Senate debates

Monday, 14 August 2017

Matters of Public Importance

Australia

5:18 pm

Photo of Jacqui LambieJacqui Lambie (Tasmania, Independent) Share this | Hansard source

The Australia I grew up in is in the rear-view mirror. When I was a child, I was told that if I did the right thing by others, if I kept myself out of trouble and if I worked hard, I would be successful. Today, that promise isn't true anymore. We still think the key to improving your lot in life is hard work, but that's increasingly not the case. The link between work and reward is being eroded.

Compared to the Australia of the previous generation, today we're still working hard but we're a nation working for lower wages with less job security. The generation who grew up being told that the way you moved up in the world was with education and training is now in charge of this place, and is making policy saying that students should pay more and that universities should get less. House prices are growing faster than income and trying to save up a deposit for a first home is like chasing a piece of string on the ground that keeps getting further away from you every time you go to grab it. Median house prices grew four per cent in Launceston last year and they grew eight per cent in Hobart. Meanwhile, incomes are going nowhere and there's still a big problem with unemployment and underemployment. Young people are being told to work hard and save for their first home, but they don't have the jobs to get their foot in the door and they are getting no help from this government. Of course, the Turnbull government thinks it's helping by giving young people an internship that pays them nothing and offers them no guarantee of employment at the end.

Where has the big picture thinking gone? We have a government that says, 'If you want to study then you should pay more to do it and, if a university wants to teach you, it should have to pay more to do that too.' We have a government saying that there is not enough money to increase Youth Allowance payments for students. The result is that students can't afford to spend their weekends studying because they're spending their time making coffees or waiting tables, because they need to be able to feed themselves somehow. Then the government looks at the money those students are making on the weekends and they say: 'You're making too much money. We'll have to cut some of that too.' Where does this all end? Where is the logic? Are these students working too much or not enough? Every hour they spend working in a pub or in a supermarket is an hour they're not spending on their study. We wonder how we're going to get people to finish their degrees. Well, here's a thought: why don't we give students enough time to actually study in the first place?

The Greens put forward a bill this morning that would have increased Youth Allowance by $110 a fortnight. The effect would have been to give students a little bit of breathing room. It would have meant that missing a shift because you're sick or studying wouldn't mean starving for a week. It would have meant more students doing more study, which is what we're supposed to be encouraging, which is supposed to be the purpose of the Youth Allowance payments in the first place. The bill was voted down by the champions of equality and opportunity in the Australian Labor Party. You'd expect it from the government but it's particularly shocking from the Australian Labor Party.
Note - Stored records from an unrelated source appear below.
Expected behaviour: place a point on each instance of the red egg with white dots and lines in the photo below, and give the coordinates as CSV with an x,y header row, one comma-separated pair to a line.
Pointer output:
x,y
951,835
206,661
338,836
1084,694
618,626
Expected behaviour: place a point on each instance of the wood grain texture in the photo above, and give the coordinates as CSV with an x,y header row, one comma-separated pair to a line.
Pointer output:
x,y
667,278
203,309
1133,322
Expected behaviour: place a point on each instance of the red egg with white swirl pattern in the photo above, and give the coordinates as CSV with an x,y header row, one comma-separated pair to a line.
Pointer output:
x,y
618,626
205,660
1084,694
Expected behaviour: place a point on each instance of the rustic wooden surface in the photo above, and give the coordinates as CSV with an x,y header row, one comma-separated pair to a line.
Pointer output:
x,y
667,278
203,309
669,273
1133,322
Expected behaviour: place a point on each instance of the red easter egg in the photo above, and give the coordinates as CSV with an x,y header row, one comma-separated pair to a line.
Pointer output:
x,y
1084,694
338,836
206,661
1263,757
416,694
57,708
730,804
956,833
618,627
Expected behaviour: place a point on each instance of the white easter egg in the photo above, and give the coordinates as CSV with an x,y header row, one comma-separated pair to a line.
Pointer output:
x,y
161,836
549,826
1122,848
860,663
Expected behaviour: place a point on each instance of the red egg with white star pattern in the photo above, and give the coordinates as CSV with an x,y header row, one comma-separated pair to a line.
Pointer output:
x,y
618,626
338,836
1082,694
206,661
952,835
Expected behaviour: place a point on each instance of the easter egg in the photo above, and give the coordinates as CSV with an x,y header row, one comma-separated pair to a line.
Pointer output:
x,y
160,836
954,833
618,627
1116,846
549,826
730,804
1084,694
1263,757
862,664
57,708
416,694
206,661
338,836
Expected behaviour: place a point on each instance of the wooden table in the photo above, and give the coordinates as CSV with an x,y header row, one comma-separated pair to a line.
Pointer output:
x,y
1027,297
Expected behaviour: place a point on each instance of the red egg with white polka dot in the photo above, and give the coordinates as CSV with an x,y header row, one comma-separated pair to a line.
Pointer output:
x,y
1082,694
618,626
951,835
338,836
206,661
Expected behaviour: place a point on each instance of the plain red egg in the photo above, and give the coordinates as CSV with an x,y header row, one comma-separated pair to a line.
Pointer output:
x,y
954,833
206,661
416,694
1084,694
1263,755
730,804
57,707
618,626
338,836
What's worse is that it wasn't just students who would have benefited from the increase; those on Newstart would have been better off too. But, instead of backing an increase for those who can't find a job, they backed a review instead. Another review won't change the fact that there are more unemployed people than there are job vacancies. It's simple arithmetic. If there are more people looking for a job than there are jobs, then not everyone will find one—it's pretty simple. Rather than punishing those who can't get a job, not because they don't want one but because there aren't enough jobs, we should be looking at the other side of the equation. We should be doing more to create jobs that will employ those people looking for work.

Looking after the vulnerable means actually looking after the vulnerable. It isn't a promise to say the right thing; it means actually doing the right thing. Let's be real. Pensioners aren't asking for the world. They aren't asking for a mansion, a jet ski and an investment property on the beach. Pensioners are simply asking for an age pension that gives them enough to turn on the heater in the morning. That's what they are asking for. Is it too much to ask? This government spends all its time fighting itself. What do we do to get a government that fights for the rest of us? Well, do you know what? I'll tell you who else is struggling: there are job seekers, there are students, there are veterans and there are small businesses. I can tell you they're in trouble. (Time expired).